CPU vendors have historically done a poor job presenting programmers with a usable interface to SIMD instructions. Compilers are supposed to vectorize code automatically, so that you write ordinary scalar loops and vectorized code comes out. However, my experience a few years ago writing SIMD code is that compilers have a hard time doing this for anything but the simplest code. Often, they will use SIMD instructions, but only operate on one element in the short vector, just because the vector pipes are faster than the scalar ones (even if the extra element(s) in the vector are wasted). The reason they struggle at vectorization -- more so than compilers for traditional vector machines like the Crays -- is because the SIMD instructions are more restrictive than traditional vector instructions. They demand contiguous memory, aligned on wide boundaries (like 128 bits). If the compiler can't prove that your memory accesses have this nice friendly pattern, it won't vectorize your code. SIMD branching is expensive (it means you lose the vector parallelism), so compilers might refuse to vectorize branchy code.
Note that GPU hardware has the same properties! They also like contiguous memory accesses and nonbranchy code. The difference is the programming model: "thread" means "array element" and consecutive threads are contiguous, whether you like it or not. The model encourages coding in a SIMD-friendly way. In contrast, CPU SIMD instructions didn't historically have much of a programming model at all, other than trusting in the compiler. The fact that compilers make the instructions directly available via "intrinsics" (only one step removed from inline assembler code) already indicates that coders had no other satisfactory interface to these instructions, yet didn't trust the compiler to vectorize. Experts like Sam Williams, a master performance tuner of computational kernels like sparse matrix-vector multiply and stencils, used the intrinsics to vectorize. This made their codes dependent on the particular instruction set, as well as on details of the instruction set implementation. (For example, older AMD CPUs used a "half-piped" implementation of SIMD instructions on 64-bit floating-point words. This meant that the implementation wasn't parallel, even though the instructions were. Using the x87 scalar instructions instead offered comparable performance, was easier to program, and even offered better accuracy for certain computations, since temporaries are stored with extra precision.) Using SIMD instructions complicated their code in other ways as well. For example, allocated memory has to be aligned to a particular size, such as 128 bits. That bit value depends on the SIMD vector width, which again decreases portability. SIMD instruction widths increase over time, and continue to do so. Furthermore, these codes are brittle, because feeding nonaligned memory to SIMD instructions often results in errors that can crash one's program.
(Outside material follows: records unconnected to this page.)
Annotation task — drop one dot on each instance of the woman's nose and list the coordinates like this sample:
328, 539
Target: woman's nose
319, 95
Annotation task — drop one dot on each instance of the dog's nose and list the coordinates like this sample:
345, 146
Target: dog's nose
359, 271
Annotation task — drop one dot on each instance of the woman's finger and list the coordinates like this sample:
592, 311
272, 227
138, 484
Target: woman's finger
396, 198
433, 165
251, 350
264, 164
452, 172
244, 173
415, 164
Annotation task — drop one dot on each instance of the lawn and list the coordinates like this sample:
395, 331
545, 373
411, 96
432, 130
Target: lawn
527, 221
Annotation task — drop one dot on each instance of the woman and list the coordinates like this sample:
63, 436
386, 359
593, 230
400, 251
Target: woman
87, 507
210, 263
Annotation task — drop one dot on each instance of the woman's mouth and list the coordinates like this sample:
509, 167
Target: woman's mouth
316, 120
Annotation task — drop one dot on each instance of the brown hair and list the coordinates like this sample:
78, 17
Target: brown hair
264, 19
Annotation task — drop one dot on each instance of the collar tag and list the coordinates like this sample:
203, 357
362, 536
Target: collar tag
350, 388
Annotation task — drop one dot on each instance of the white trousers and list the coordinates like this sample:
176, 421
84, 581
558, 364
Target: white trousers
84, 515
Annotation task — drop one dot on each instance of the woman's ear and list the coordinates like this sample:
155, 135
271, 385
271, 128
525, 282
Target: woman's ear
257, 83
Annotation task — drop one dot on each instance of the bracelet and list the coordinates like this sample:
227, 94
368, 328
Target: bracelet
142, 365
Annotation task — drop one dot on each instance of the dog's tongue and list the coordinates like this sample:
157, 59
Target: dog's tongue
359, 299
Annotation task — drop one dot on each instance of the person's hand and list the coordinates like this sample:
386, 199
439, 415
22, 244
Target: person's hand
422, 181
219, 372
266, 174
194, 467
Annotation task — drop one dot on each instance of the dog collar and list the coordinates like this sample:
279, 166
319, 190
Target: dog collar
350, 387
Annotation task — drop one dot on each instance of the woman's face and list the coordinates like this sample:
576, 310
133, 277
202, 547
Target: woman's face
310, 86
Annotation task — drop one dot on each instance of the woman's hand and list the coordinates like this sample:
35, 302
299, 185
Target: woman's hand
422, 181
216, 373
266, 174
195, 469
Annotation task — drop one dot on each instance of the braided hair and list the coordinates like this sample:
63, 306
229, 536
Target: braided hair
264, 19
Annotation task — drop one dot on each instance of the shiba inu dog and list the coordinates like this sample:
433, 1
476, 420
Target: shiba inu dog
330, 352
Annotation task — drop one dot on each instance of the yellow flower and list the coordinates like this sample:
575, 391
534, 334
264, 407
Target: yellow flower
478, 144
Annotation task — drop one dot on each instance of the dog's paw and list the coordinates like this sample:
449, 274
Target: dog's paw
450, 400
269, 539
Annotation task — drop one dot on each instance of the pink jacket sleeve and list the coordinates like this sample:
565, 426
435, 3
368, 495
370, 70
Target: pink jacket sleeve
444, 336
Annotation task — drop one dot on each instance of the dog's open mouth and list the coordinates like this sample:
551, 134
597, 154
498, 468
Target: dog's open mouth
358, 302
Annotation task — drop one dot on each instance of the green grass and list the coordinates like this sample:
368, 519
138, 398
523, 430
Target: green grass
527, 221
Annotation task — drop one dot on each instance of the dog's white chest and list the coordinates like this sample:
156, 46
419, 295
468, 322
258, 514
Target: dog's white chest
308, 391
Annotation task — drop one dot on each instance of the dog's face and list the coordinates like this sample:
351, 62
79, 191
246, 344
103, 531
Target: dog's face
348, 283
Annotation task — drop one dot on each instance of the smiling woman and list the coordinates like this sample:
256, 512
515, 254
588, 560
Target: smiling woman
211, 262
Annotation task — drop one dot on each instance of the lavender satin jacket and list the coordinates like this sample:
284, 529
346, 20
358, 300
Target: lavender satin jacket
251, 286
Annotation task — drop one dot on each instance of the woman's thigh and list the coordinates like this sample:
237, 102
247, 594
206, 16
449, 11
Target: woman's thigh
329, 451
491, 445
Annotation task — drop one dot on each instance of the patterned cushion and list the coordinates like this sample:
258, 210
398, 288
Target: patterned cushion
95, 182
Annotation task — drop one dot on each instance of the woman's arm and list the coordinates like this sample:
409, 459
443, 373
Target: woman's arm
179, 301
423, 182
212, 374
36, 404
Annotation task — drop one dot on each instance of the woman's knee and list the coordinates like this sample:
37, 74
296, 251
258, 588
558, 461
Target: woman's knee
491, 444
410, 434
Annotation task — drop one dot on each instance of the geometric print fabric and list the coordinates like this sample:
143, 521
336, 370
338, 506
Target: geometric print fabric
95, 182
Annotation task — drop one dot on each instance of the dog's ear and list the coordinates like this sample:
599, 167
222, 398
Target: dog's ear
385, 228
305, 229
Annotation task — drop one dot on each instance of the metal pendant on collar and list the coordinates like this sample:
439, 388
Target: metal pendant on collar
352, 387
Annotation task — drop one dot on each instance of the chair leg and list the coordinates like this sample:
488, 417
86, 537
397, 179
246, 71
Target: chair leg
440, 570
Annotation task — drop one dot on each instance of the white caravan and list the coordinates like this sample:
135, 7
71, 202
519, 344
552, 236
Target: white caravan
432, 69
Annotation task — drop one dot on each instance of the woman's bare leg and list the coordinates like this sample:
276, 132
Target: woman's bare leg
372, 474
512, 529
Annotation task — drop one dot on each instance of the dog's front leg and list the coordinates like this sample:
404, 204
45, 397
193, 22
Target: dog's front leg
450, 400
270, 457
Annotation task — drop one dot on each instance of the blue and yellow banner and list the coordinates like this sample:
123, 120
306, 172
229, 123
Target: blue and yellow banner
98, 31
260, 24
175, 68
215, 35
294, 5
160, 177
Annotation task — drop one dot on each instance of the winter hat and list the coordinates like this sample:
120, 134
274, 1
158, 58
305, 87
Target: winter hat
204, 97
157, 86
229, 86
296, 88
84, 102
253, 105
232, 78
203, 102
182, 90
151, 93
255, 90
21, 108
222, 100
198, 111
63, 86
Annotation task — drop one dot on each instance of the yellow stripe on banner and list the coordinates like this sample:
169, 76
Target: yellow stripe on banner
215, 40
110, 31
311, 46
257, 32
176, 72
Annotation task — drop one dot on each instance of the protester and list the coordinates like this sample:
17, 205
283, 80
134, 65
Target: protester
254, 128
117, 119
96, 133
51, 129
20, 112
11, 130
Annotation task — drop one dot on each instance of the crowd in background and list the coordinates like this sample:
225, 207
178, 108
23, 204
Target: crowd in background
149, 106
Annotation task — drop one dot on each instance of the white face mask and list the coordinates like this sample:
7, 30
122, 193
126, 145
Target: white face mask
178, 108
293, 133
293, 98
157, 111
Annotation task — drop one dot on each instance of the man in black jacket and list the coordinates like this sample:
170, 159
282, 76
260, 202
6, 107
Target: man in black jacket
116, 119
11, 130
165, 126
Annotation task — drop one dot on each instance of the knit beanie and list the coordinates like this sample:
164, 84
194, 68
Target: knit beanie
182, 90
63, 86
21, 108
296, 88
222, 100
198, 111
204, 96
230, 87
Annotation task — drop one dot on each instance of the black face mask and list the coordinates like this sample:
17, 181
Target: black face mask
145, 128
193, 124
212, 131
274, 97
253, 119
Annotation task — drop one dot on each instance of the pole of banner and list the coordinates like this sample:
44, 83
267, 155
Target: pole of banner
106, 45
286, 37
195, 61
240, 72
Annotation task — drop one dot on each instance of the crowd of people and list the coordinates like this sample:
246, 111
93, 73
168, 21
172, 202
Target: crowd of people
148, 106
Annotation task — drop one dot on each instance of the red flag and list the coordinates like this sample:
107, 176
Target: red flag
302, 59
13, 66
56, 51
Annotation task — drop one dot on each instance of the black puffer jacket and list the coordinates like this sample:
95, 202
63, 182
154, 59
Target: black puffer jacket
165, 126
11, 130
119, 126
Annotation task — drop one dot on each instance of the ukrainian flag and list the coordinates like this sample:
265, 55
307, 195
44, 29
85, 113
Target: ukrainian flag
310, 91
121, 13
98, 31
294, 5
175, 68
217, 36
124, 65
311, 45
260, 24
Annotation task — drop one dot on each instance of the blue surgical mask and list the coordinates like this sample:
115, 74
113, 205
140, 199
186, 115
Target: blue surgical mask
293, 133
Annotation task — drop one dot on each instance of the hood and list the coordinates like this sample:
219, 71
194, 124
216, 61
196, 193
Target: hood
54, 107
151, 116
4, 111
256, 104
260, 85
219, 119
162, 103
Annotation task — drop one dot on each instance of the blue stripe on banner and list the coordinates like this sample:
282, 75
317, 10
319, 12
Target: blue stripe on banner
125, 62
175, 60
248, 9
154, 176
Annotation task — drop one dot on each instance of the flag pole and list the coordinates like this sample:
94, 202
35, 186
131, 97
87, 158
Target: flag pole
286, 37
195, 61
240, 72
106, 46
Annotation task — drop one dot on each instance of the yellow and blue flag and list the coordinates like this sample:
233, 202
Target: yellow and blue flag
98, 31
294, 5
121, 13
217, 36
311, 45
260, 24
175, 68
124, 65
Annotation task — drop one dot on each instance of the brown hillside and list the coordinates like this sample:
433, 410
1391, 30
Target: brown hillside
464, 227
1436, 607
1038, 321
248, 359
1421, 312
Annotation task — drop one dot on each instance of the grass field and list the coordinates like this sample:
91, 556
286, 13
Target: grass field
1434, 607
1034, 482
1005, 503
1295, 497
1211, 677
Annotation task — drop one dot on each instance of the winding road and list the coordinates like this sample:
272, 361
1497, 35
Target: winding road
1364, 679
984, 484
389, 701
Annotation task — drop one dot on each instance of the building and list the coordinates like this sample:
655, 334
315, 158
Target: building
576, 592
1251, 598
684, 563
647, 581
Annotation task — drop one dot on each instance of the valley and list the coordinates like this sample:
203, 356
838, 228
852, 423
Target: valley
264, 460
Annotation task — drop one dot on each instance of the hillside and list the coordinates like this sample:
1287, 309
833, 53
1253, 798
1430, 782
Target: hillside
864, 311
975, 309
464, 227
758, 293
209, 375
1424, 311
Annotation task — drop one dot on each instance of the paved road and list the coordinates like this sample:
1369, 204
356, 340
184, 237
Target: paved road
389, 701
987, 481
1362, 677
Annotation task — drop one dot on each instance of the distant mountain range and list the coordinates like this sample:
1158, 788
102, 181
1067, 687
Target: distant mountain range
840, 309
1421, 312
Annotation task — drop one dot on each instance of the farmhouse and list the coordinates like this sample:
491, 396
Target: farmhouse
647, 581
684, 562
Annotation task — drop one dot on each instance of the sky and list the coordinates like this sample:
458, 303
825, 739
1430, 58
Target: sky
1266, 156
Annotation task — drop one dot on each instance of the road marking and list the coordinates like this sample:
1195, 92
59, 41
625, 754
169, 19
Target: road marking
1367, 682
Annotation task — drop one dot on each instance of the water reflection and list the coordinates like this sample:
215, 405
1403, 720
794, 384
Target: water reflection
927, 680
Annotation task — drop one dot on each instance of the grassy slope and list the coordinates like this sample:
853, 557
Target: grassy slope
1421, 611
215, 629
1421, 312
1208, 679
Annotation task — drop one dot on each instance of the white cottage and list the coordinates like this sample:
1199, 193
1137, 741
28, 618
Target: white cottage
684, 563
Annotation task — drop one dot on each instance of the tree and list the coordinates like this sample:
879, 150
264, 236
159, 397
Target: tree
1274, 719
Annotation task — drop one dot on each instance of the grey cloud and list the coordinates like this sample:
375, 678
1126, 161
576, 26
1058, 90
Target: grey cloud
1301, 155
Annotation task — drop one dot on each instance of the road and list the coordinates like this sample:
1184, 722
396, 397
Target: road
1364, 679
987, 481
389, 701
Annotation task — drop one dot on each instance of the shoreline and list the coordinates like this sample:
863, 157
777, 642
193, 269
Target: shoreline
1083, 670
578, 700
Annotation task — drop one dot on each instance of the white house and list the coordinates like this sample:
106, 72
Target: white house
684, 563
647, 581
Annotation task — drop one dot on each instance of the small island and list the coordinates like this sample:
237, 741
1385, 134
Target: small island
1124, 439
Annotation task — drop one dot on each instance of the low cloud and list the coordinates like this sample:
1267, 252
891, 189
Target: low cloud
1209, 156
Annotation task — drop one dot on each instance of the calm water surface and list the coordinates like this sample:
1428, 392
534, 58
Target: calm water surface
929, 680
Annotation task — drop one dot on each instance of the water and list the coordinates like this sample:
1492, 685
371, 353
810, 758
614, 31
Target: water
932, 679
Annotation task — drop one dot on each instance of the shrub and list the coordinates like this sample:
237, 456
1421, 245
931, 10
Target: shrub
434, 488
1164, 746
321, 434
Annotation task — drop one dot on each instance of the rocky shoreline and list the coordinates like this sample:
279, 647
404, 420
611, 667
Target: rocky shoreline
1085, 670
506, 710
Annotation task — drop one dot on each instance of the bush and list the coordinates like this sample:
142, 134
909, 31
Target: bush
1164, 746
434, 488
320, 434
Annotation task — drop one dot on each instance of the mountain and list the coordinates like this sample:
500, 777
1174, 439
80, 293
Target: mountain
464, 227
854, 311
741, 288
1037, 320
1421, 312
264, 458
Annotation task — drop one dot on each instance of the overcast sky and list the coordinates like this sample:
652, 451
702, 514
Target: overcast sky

CPU vendors are finally starting to think about programming models that make it easier to exploit SIMD instructions. OpenCL, while as low-level a model as CUDA, also lets programmers reason about vector instructions in a less hardware-dependent way. One of the most promising programming models is Intel's Array Building Blocks, featured in a recent Dr. Dobb's Journal article. I'm excited about Array Building Blocks for the following reasons:
- It includes a memory model with a segregated memory space. This can cover all kinds of complicated hardware details (like alignment and NUMA affinity). It's also validation for the work being done in libraries like Trilinos' Kokkos to hide array memory management from the programmer ("you don't get a pointer"), thus freeing the library to place and manage memory as it sees fit. All of this will help future-proof code from the details of allocation, and also make code safer (you don't get the pointer, so you can't give nonaligned memory to instructions that want aligned memory, or give GPU device memory to a CPU host routine).
- It's a programming language (embedded in C++, with a run time compilation model) -- which will expose mainstream programmers to the ideas of embedded special-purpose programming languages, and run time code generation and compilation. Scientific computing folks tend to be conservative about generating and compiling code at run time, in part because the systems on which they have to run often don't support it or only support it weakly. If Array Building Blocks gives the promised performance benefits and helps "future-proof" code, HPC system vendors will be driven to support these features.
- Its parallel operators are deterministic; programmers won't have to reason about shared-memory nightmares like race conditions or memory models. (Even writing a shared-memory barrier is a challenging task, and the best-performing barrier implementation depends on the application as well as the definition of "performance" (speed or energy?).)